The Harvey Wallbanger is a mixed drink made with vodka, Galliano, and orange juice. It is a variant of the screwdriver, and was very popular in the United States in the 1970s.

==History==

The Harvey Wallbanger was marketed with a cartoon character of a surfer of the same name.

The Harvey Wallbanger was created in 1969 as a marketing campaign by McKesson Imports Company, importer of Galliano, as a means of promoting Galliano. The campaign was headed by George Bednar, marketing director of McKesson, and a cartoon character was commissioned from graphic artist William J. "Bill" Young in Lima, New York, with the tagline that Bednar claimed to have penned: "Harvey Wallbanger is the name. And I can be made!" The Harvey Wallbanger character was a surfer, appearing in various advertisements during the campaign, and was mentioned in print as early as 1969, continuing into the 1970s. The recipe displayed in the advertisements is: "6 oz. O.J., 1 oz. vodka, stir with ice, splash in 1/2 oz. Galliano".
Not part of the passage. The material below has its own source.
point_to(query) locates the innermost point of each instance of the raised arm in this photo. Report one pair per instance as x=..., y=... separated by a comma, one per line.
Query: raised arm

The 1982 Milwaukee Brewers were nicknamed “Harvey’s Wallbangers,” in honor of their manager that season, Harvey Kuenn, and for their exciting style of play. The drink remained popular among Brewers fans for many years.

The cocktail itself is credited to three-time world champion mixologist Donato "Duke" Antone, of Hartford, Connecticut, where he ran a bartending school, Bartending School of Mixology, and worked as a cocktail consultant. It is unclear if Antone designed the drink for Galliano (to advertise the ingredient), or renamed an existing drink, as suggested by his grandson, who claimed the earlier version was called "Duke's Screwdriver". An implausible story of the origin is that it was invented in 1952 by Antone, and named after a surfer frequenting Antone's Blackwatch Bar on Sunset Strip in Los Angeles. This is implausible because at the time, Antone was running a bartending school in Hartford, and there is no evidence of any "Blackwatch Bar" in Los Angeles at the time, so it is presumably a fabrication; spirits writer Robert Simonson goes so far as to say that "no sane person ever believed that story."

Cocktail historian David Wondrich considers the Harvey Wallbanger the first successful consultant-created cocktail saying,

With Young's Harvey to blaze the way, Antone's simple—even dopey—drink would go on to be the first drink created by a consultant to actually take the nation by storm.